The official guidelines for the application of the EU Uniform Data Protection Regulation (Regulation 2016/679, "Regulation" or "GDPR") have been launched to help interpret the rules of the Regulation. In addition to the numerous published publications, blog posts and opinions, the official positions that the data controllers and the processors can rely on in preparing for the application of the Regulation have started to appear.
Article 29 Working Group (WP29) adopted the final version of its guidelines, which had been published for commenting earlier, on April 5, 2017. These guidelines cover the following areas of the Regulation:
- WP242: Guidelines on the right to data portability;
- WP243: Guidelines on Data Protection Officers (“DPOs”); and
- WP244: Guidelines for identifying a controller or processor’s lead supervisory authority.
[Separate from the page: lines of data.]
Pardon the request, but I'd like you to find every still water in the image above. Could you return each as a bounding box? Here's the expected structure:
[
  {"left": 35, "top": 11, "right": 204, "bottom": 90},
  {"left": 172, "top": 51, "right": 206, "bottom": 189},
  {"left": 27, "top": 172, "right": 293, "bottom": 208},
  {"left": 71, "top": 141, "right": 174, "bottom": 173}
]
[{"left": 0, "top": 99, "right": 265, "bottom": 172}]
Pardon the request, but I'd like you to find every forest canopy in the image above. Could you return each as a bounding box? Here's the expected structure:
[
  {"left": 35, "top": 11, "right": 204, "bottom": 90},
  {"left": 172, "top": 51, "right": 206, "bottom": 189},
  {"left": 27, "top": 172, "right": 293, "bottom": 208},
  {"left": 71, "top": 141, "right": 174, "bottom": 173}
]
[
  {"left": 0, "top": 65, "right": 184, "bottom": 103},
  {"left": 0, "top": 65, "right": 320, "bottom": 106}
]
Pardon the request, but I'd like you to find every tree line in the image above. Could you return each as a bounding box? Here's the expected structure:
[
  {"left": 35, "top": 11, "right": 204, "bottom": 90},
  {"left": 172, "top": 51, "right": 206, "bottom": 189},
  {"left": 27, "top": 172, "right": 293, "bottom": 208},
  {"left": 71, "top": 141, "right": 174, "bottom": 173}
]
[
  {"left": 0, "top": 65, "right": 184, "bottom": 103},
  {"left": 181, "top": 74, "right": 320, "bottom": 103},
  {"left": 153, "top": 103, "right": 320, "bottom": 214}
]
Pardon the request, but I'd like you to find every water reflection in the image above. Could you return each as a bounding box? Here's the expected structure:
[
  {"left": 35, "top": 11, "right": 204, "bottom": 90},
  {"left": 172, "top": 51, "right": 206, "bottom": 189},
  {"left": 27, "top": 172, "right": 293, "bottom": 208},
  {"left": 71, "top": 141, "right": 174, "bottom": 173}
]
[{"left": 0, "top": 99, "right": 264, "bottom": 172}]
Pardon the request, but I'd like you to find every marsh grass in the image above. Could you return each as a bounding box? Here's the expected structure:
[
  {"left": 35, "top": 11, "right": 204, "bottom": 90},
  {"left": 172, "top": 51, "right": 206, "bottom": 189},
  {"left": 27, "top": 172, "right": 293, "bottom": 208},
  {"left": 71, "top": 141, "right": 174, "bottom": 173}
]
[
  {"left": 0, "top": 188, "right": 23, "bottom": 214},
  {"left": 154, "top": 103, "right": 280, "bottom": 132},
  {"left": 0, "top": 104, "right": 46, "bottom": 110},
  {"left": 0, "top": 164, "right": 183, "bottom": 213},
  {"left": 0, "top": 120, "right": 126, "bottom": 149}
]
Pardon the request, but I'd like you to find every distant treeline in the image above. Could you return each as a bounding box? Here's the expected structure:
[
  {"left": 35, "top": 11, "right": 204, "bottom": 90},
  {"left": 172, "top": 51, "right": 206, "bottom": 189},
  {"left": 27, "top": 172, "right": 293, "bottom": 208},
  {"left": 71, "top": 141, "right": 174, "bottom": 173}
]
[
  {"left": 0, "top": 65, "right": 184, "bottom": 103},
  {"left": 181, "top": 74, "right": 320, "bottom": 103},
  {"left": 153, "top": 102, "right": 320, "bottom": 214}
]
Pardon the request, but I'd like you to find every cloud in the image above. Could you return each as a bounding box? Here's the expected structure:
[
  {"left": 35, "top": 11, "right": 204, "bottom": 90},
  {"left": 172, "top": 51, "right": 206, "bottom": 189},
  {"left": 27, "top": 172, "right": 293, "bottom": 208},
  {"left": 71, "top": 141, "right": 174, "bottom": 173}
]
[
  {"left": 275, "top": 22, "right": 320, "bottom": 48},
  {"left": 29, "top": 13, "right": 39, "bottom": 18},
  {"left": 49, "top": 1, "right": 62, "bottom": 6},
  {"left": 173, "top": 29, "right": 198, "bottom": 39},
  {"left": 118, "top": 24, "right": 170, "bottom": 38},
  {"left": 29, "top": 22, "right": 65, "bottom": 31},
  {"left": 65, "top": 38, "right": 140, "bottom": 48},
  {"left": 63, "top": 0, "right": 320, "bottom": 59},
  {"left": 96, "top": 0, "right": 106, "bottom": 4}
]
WP29 also published further draft guidelines on Data Protection Impact Assessment (DPIA) and on determining whether processing is "likely to result in a high risk" for the purposes of Regulation 2016/679 (WP248). This draft may be commented upon until May 23, 2017.
(I will cover some of the guidelines in more detail in later posts.)
According to WP29's work plan, guidelines can be expected in further areas (e.g, consent, profiling, data incidents, data transmission).
The National Data Protection and Information Authority (Hungarian DPA) has not yet published specific guidelines regarding the Regulation. At the DPA’s website, a short, 12-point sequence of steps is available under the title “preparation for the application of the Regulation”.
Some Member State authorities have already begun issuing their own guidelines. The Information Commissioner's Office (UK), which has prepared guidelines for consents and profiling (the latter can be commented upon until 28 April), seems to be particularly active. In addition, they released an updated version of their summary on big data issues, now with respect to the relevant rules of GDPR.